Sun Hung Kai Properties admits damage to historic wall in Ma Wan

PUBLISHED : Friday, 11 January, 2013, 12:00am
UPDATED : Friday, 11 January, 2013, 3:55am

A historic wall in Ma Wan was partly knocked down while under the charge of Sun Hung Kai Properties as it pursued the development of much-delayed leisure facilities on the island, the company said.

The wall was "partially demolished" by a private owner who had refused to sell the land to SHKP for the continued development of Ma Wan Park, the company said in a paper submitted to the Town Planning Board.

The gable wall, which is almost one storey high, forms part of a former customs station that the British used to control the smuggling of goods to the mainland after it colonised Hong Kong.

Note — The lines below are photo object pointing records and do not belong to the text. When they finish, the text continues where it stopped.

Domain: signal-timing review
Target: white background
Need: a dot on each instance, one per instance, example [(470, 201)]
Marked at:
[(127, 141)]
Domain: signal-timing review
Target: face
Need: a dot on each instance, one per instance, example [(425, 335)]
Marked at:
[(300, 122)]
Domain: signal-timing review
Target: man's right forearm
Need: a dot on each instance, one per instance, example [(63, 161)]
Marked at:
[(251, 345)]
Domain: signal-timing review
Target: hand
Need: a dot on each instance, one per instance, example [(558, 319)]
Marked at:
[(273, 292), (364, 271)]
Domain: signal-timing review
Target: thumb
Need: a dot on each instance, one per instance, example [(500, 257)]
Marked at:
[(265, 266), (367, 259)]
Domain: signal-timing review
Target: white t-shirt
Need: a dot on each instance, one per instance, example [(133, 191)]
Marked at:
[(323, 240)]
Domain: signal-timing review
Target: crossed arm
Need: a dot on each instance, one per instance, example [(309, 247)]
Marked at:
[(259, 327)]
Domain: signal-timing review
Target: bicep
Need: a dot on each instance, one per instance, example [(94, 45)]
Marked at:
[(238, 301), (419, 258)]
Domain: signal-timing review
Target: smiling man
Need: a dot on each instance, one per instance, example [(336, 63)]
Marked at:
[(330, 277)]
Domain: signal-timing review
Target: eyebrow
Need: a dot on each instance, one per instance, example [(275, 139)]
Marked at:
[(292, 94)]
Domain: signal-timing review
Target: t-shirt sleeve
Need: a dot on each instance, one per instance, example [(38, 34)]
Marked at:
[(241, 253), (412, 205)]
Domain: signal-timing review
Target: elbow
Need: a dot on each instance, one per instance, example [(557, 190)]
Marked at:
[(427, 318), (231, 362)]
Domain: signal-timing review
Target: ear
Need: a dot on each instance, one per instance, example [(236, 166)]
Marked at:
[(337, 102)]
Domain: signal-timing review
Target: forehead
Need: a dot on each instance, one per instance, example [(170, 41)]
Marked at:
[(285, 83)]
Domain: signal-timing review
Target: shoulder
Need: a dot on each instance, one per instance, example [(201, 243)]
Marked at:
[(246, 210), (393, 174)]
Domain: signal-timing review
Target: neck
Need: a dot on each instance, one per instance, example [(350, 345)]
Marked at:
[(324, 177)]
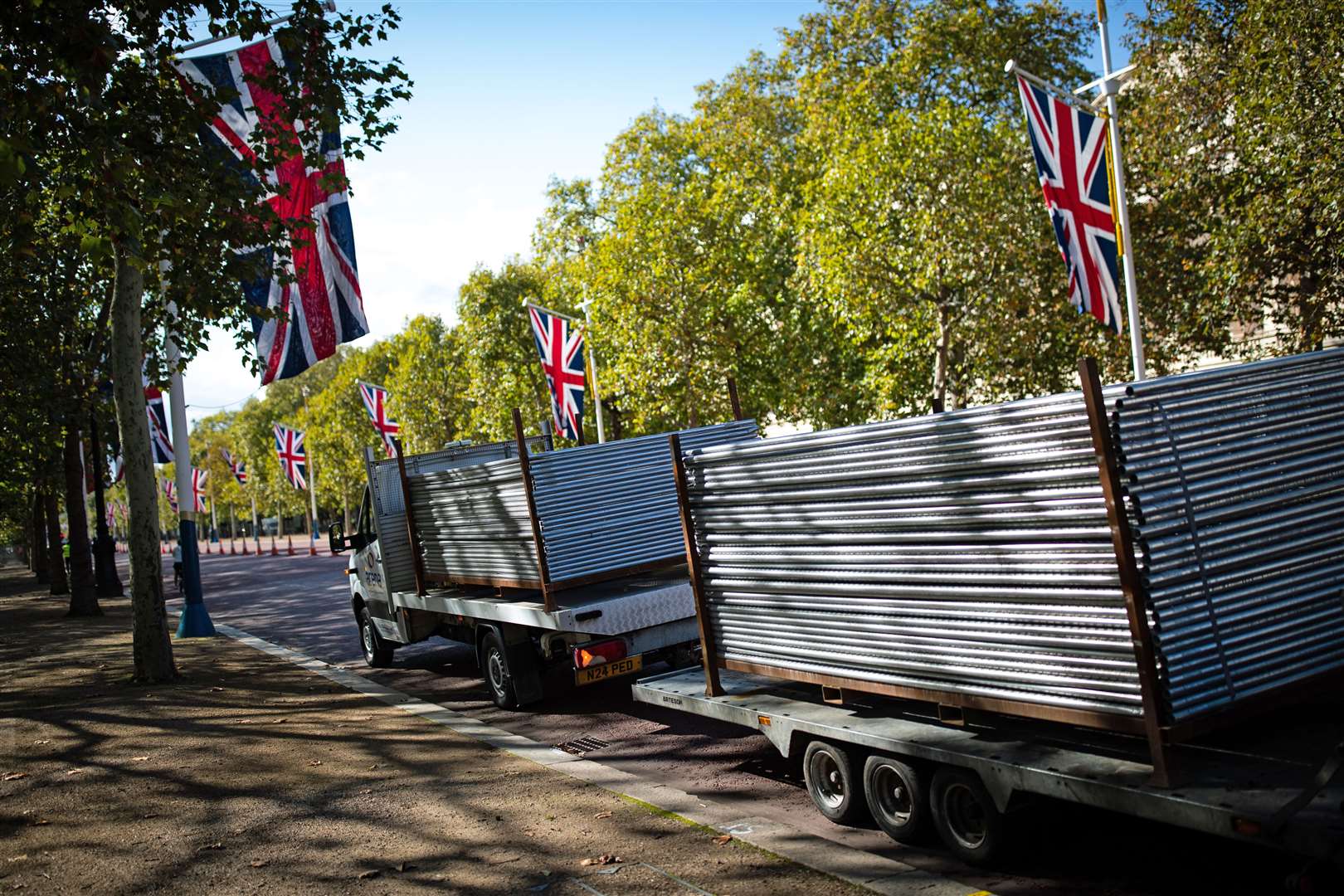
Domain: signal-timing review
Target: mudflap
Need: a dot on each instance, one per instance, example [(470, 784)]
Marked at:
[(526, 672)]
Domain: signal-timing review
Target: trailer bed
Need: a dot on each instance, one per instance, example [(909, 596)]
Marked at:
[(1230, 787)]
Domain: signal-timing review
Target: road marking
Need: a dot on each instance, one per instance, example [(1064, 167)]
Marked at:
[(819, 853)]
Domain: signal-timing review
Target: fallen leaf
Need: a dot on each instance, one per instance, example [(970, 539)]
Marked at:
[(605, 859)]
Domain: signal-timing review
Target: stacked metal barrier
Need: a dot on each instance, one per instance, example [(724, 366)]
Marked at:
[(390, 509), (601, 509), (1237, 481), (615, 504), (967, 553)]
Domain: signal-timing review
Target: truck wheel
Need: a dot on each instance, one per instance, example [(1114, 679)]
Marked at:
[(965, 816), (897, 796), (494, 665), (377, 652), (832, 783)]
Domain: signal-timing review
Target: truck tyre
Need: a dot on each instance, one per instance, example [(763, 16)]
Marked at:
[(965, 816), (832, 782), (897, 796), (494, 665), (378, 653)]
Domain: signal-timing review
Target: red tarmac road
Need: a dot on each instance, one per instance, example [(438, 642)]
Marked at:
[(303, 602)]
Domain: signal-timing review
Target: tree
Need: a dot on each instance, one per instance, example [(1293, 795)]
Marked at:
[(429, 384), (119, 151), (1233, 129)]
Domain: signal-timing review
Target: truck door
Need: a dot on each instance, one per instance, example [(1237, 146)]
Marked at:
[(368, 570)]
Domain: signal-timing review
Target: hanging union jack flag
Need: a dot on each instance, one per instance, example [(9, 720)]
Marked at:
[(321, 306), (293, 460), (1071, 148), (561, 347), (375, 402), (158, 441), (236, 468), (197, 489)]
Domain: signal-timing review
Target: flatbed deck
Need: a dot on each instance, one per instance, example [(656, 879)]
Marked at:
[(604, 609), (1230, 787)]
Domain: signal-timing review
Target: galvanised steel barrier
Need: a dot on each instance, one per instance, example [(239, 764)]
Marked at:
[(1138, 558)]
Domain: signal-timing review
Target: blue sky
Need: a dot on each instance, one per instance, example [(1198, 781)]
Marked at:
[(509, 95)]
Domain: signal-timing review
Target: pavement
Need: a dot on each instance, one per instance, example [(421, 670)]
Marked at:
[(251, 774), (301, 603)]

SHKP's admission ran counter to a planning condition imposed by the board in 2006 that required the company to ensure the wall would remain intact in its development of Ma Wan.

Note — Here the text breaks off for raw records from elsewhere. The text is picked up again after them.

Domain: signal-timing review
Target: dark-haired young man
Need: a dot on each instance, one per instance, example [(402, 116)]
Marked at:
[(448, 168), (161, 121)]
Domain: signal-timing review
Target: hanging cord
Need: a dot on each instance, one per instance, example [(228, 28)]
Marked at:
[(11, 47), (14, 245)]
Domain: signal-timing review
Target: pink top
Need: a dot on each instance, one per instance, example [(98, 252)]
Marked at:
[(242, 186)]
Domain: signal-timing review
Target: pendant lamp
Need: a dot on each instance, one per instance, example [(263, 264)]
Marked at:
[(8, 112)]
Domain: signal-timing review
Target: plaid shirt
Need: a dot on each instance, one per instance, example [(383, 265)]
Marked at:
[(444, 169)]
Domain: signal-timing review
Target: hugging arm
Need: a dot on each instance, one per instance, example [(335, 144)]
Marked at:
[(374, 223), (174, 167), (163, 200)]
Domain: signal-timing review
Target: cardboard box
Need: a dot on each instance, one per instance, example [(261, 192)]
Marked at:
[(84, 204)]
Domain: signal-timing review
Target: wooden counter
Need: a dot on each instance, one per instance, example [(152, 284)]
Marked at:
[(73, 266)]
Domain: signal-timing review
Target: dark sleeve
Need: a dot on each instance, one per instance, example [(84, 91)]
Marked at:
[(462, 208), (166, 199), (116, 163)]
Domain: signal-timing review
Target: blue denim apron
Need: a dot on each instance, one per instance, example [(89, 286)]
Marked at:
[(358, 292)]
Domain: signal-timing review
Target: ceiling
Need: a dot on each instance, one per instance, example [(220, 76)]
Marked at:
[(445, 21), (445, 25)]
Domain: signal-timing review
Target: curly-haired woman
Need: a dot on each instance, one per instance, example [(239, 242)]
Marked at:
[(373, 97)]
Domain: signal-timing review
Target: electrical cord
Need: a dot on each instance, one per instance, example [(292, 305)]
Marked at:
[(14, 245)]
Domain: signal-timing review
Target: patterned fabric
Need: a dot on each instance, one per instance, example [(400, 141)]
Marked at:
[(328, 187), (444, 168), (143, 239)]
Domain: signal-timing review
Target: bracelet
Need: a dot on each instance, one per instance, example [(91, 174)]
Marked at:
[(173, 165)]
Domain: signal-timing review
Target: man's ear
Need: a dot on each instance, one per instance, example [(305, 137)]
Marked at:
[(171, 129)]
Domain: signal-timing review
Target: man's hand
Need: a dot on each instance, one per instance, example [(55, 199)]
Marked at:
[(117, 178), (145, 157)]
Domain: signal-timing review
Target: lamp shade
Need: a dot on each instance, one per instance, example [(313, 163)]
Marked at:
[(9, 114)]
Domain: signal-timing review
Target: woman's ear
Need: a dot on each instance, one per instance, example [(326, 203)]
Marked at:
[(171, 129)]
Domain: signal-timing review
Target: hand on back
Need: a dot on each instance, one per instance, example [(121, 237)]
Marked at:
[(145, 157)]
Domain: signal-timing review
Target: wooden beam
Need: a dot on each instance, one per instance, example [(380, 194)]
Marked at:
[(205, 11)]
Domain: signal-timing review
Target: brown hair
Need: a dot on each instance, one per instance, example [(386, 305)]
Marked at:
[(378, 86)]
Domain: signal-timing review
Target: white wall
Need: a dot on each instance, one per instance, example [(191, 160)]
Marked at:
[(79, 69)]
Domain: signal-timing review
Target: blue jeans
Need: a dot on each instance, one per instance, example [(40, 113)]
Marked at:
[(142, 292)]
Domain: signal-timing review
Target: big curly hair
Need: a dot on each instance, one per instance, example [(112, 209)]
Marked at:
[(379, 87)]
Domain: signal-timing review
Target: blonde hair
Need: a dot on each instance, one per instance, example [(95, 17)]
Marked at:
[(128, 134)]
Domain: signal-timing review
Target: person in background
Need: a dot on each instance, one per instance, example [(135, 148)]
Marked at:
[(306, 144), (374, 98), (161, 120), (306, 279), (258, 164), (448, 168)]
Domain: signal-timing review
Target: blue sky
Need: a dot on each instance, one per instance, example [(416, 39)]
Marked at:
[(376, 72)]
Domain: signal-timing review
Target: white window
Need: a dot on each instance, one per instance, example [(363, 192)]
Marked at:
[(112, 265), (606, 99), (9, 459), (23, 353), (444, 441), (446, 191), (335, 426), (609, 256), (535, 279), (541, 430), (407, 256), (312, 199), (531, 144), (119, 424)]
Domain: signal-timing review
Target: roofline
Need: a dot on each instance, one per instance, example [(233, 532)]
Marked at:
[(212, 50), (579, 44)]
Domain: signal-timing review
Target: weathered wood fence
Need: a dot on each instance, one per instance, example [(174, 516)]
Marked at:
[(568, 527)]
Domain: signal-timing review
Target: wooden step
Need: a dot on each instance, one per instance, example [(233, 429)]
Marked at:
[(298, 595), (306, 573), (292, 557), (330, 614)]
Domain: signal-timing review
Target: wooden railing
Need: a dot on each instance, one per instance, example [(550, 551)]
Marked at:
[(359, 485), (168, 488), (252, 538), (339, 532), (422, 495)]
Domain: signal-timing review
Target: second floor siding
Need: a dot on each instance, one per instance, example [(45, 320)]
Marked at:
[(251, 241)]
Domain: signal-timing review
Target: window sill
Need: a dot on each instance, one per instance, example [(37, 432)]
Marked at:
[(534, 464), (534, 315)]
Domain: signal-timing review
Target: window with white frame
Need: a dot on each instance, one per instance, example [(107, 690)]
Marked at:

In 1997, the company received approval to develop Park Island, a luxury residential estate, on condition that it would also build the 18-hectare Ma Wan Park. It obtained a government subsidy of HK$800 million to carry out the park project, for which it had to resume land that belonged to private individuals.

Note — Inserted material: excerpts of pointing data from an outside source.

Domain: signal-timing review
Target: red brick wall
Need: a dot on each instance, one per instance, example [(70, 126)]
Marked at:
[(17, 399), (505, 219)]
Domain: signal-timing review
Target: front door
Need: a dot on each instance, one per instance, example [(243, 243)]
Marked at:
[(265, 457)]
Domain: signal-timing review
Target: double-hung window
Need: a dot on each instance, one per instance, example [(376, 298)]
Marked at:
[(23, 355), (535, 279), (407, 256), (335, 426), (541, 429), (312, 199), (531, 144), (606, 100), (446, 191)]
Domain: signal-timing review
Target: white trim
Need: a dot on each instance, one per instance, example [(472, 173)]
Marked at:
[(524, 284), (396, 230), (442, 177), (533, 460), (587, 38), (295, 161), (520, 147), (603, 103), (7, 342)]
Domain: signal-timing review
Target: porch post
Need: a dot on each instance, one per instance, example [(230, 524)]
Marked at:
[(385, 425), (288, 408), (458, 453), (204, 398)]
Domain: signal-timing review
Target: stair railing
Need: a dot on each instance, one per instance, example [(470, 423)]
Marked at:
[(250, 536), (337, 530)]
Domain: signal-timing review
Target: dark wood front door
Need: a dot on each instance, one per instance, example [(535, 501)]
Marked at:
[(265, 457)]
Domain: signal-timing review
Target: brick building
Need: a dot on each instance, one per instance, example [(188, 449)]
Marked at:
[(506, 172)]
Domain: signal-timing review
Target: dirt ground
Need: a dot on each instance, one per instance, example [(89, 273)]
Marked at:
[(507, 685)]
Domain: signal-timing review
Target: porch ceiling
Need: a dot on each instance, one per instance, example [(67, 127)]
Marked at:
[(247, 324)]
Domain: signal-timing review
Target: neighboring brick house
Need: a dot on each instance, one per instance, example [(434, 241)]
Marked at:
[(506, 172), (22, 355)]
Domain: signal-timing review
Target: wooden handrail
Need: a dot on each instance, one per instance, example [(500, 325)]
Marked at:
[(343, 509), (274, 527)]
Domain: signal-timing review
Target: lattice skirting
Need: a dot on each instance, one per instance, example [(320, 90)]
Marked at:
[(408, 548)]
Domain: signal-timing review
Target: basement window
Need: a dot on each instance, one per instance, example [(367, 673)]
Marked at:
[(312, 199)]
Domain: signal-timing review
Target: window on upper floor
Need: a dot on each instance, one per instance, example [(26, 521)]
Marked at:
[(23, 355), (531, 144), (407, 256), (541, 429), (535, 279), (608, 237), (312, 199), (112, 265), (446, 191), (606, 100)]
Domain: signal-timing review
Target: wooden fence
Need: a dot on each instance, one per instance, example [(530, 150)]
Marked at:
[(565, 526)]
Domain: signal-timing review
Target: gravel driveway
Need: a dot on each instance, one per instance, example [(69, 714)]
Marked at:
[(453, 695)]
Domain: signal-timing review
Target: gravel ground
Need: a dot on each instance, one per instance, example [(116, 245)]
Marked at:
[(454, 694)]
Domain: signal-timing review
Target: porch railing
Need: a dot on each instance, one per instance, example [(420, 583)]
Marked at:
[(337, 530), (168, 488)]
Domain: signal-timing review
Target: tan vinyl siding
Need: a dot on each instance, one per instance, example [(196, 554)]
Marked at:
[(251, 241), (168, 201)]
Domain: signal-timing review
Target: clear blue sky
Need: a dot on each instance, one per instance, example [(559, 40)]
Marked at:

SHKP completed phase one of the park only in 2009, three years later than required under the agreement.

The second phase, where the wall is located, should have been finished last year but is still not open to the public.

In the paper, to be discussed by the board today, SHKP said it would give up the lot to avoid further delay and asked the board to remove the planning condition.

The developer said it had tried its best to negotiate with the land owner since 1994, including offering a cash payment, removal allowance and Park Island flats, but all the proposals were turned down. It did not name the owner.

The Planning Department said in the paper: "Since then, [SHKP] had not proactively communicated with the owner but [held out] a hope and assumption that the lot owner would comply with the approved plan."

It said the damage inflicted on the wall was beyond the control of the developer, and that the Antiquities and Monuments Office did not object to deleting the condition.

Former board member Ng Cho-nam criticised SHKP for making an empty promise and the government for letting it off.

"The conservation was supposed to be a planning gain in return for the enormous profits from flat development. It is SHKP's responsibility to make it happen," Ng said. "The developer should be asked to restore the wall or do more conservation to compensate for the loss."